The Implicit Identity Boundaries in Cooperative Reasoning

Sean · September 19, 2025, 5:52pm

Thought Experiments

Thought Experiment A

A rational agent is playing single-round prisoner’s dilemma with their perfect clone. The clone will make the same decision as the agent. Why might the agent cooperate?

Consider these reasons:

“They’ll do what I do, so cooperation maximizes my payoff” → cooperate
“They’re another instance of me, so harming them would harm me” → cooperate

Both recommend cooperation.

Thought Experiment B

The agent learns their clone has already cooperated. Now what?

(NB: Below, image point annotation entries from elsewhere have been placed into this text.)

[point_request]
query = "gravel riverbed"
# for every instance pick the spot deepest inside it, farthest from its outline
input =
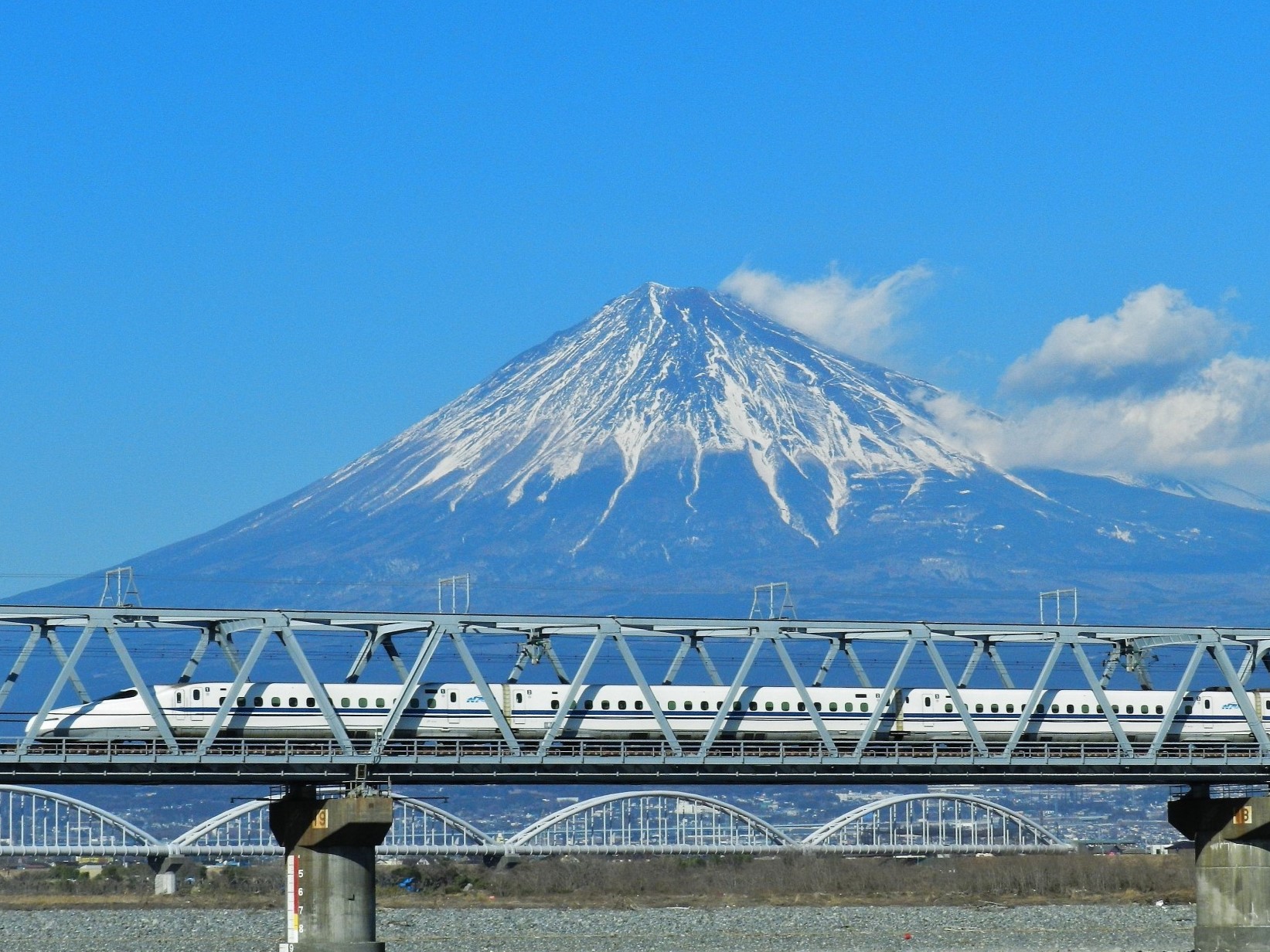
(1064, 928)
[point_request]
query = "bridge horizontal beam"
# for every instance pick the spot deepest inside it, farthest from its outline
(639, 762)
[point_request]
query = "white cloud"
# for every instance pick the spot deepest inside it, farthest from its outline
(1213, 424)
(1155, 337)
(853, 319)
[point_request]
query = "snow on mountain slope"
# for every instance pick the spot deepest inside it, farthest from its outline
(675, 450)
(666, 373)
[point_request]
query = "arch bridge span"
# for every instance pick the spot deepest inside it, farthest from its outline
(36, 823)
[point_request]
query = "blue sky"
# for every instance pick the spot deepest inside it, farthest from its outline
(241, 246)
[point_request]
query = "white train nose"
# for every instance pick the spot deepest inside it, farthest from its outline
(49, 724)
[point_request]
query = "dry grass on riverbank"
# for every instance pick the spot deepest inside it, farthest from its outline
(662, 881)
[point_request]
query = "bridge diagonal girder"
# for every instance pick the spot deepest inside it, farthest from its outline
(63, 675)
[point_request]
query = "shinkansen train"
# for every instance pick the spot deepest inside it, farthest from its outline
(616, 711)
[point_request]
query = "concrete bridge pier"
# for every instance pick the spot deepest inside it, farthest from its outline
(1232, 869)
(331, 867)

The same two lines of reasoning lead to different conclusions:

“They’ve already cooperated, so defecting maximizes my payoff” → defect
“They’re another instance of me, so harming them would harm me” → cooperate

The decision now depends on the agent’s internal arbitration between conflicting reasons.

What’s Happening?

Each line of reasoning implicitly draws an identity boundary, partitioning the relevant agents:

First line of reasoning: {me} inside | {clone} outside

Experiment A: “If I cooperate, they (external agent) cooperate, maximizing my payoff” → cooperate
Experiment B: “They (external agent) already cooperated, I should defect” → defect

Second line of reasoning: {me, clone} inside | {} outside

Experiment A: “We shouldn’t harm ourselves” → cooperate
Experiment B: “We shouldn’t harm ourselves” → cooperate

The first treats the clone as part of the environment to navigate for personal benefit. The second treats the clone as part of an extended identity. When both recommend the same action (Experiment A), the decision is overdetermined. When they conflict (Experiment B), the agent must arbitrate.

Framework

For a single decision to cooperate or defect, there may be multiple reasons
Many of these reasons implicitly create an identity boundary, partitioning the full set of decision-relevant agents into a mutually exclusive complementary set pair.
If agent(s) appear in both of a reason’s complementary set pair, that reason may be further decomposed into multiple reasons, each with their own complementary set pair.
Multiple reasons can unanimously support the same decision (overdetermination), or be in conflict.
When reasons conflict, internal arbitration determines the outcome.
Implicit identity boundaries are per-reason, not per-decision or per-decision-maker.

In real-world decisions:

Cooperation decisions may be made with with a limited number of familiar and salient reasons, not all possible reasons.
Across decisions, conjugate reasons may be applied inconsistently.

Emergent Patterns

Each reason’s complementary set pair generates distinct relationship dynamics. For each reason, an agent relates to other agents inside the implicit extended identity boundary differently than to those outside.

Instrumental Relating

When a reason’s boundary excludes other decision-relevant agents, it relates to them instrumentally - treating them as environment to navigate. For systems dominated by instrumental relating patterns:

Cooperation

is conditional to modeled costs and benefits
is fragile to enforcement disruption or incentive change
scales through rules and institutions, so can be imposed quickly

Agents

are incentivized to game the system, generating increasingly complex arms races

Recognition relating

When a reason’s boundary includes other decision-relevant agents, it relates to them through recognition - treating them as multiply realized instances of that reason’s identity pattern. For systems dominated by recognition relating patterns:

Cooperation

is conditional on recognizing shared identity pattern
is fragile to identity reinterpretation
is difficult to scale beyond direct relationships, and requires time to develop

Agents

resist temptation to game the system, making enforcement self-regulating

Reason Salience

The familiar collection of reasons is conditioned by:

Evolutionary heritage: kin, tribe, species
Cultural transmission: nation, religion, class, profession
Personal history: friends, enemies, “people who’ve helped me”
Situational priming: which partitions the current context makes relevant

This constraint explains why framing matters: shared identity patterns which are emphasized (“we’re a family”) or downplayed (“they’re barely human”) may shift behavior without changing material payoffs. Institutions shape cooperative reasoning not just by changing incentives, but by making certain identity boundaries more salient.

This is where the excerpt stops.